Here how I believe this will work.

Preorder

PreIter Tree::PreBegin()
{
return PreIter(root);
}

PreIter Tree::PreEnd()
{
return PreIter(NULL);
}

PreIter& PreIter::next()
{
if(current->left)
{
current = current->left;
return *this;
}

// Look for a right branch, starting in the current node.

while(current && !current->right)
current = current->parent;

// If node is NULL, we''re done.

if(node)
current = current->right

return *this;
}


Inorder

InIter Tree::InBegin()
{
Node* node = root;
// start with the smallest node

while(node->left) node=node->left;
return InIter(node);
}

InIter Tree::InEnd()
{
return InIt(NULL);
}

InItier& InIter::next()
{
// If there is a right branch, the next node is the leftmost one it contains.

if(current->right)
{
current = current->right;
while(current->left) current = current->left;
return *this;
}

// If not, the next node is the closest one of which we are a left child.

Node* previous;
do
{
previous = current;
current = current->parent;

// Gone off the root. We''re done.

if(!current) return *this;

} while(previous == current->right);

return *this;
}


Postorder

PostIter Tree::PostBegin()
{
Node* node = root;

// Go as deep as possible, priority to the left.

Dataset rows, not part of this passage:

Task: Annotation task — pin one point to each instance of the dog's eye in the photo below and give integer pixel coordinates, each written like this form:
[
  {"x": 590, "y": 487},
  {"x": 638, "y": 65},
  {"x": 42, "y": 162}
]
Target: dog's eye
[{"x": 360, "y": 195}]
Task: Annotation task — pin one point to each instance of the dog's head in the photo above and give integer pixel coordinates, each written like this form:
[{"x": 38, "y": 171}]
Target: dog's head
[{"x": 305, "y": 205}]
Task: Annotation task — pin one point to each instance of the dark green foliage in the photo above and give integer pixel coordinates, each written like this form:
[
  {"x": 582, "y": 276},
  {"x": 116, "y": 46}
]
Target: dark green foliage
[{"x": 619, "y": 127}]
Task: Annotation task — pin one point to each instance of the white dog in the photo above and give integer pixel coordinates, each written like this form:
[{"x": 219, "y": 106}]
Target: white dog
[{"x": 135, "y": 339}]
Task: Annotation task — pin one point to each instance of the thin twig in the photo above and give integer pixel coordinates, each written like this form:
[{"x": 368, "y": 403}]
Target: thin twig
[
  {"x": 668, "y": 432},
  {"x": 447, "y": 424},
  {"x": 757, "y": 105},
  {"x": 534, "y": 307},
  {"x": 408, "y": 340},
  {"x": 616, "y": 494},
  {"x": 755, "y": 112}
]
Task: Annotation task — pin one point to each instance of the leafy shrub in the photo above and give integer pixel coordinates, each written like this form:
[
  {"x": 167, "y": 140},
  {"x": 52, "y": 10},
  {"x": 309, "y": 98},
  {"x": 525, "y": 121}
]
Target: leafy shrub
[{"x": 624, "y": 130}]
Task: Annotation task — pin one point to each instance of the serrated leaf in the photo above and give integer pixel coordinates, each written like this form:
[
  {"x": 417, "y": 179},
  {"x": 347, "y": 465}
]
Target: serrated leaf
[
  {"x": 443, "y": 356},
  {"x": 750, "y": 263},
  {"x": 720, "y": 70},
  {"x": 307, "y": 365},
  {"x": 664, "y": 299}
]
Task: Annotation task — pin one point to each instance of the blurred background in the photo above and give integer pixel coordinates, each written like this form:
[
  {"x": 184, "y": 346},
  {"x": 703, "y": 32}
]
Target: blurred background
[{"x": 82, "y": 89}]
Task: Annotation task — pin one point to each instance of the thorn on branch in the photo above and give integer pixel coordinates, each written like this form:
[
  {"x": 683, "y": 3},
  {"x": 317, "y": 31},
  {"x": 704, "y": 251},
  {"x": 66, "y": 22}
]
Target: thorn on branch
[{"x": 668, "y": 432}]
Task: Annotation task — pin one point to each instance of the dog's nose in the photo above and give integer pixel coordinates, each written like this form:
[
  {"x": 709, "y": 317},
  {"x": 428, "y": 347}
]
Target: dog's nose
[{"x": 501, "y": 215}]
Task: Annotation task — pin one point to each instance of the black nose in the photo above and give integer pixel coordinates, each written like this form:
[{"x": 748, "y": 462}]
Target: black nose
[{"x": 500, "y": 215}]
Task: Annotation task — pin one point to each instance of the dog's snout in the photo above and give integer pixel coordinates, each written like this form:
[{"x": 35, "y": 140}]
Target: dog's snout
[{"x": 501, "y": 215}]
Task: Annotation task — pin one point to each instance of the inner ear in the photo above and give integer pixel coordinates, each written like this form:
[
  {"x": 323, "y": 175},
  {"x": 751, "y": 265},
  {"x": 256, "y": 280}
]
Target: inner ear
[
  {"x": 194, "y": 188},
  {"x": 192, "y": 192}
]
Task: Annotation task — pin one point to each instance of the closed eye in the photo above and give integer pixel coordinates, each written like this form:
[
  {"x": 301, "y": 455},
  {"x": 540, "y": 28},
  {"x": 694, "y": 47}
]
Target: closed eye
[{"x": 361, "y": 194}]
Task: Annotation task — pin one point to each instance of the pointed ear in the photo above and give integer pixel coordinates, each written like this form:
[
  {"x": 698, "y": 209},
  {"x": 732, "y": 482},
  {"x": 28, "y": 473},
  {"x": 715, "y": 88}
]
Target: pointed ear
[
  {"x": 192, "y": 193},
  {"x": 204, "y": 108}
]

while(node->left || node->right)
{
if(node->left) node = node->left;
else node = node->right;
}
return PostIter(node);
}

PostIter Tree::PostEnd()
{
return PostIter(NULL);
}

PostIter& PostIter::next()
{
Node* previous = current;
current = current->parent;

// Moving off the root, we would be done.

if(!current) return *this;

// Moving up, if there is no right branch, then we come from

// a left branch and have visited all children of this node

if(!current->right) return *this;

// Otherwise, check if we''re just back from visiting that branch

if(previous == current->right) return *this;

// If we haven''t, let''s explore it.

current = current->right;

// Go as deep as possible, priority to the left (same as begin)

while(node->left || node->right)
{
if(node->left) node = node->left;
else node = node->right;
}
return *this;
}


Of course, there probably are errors, but I believe the algorithms to be going in the right direction.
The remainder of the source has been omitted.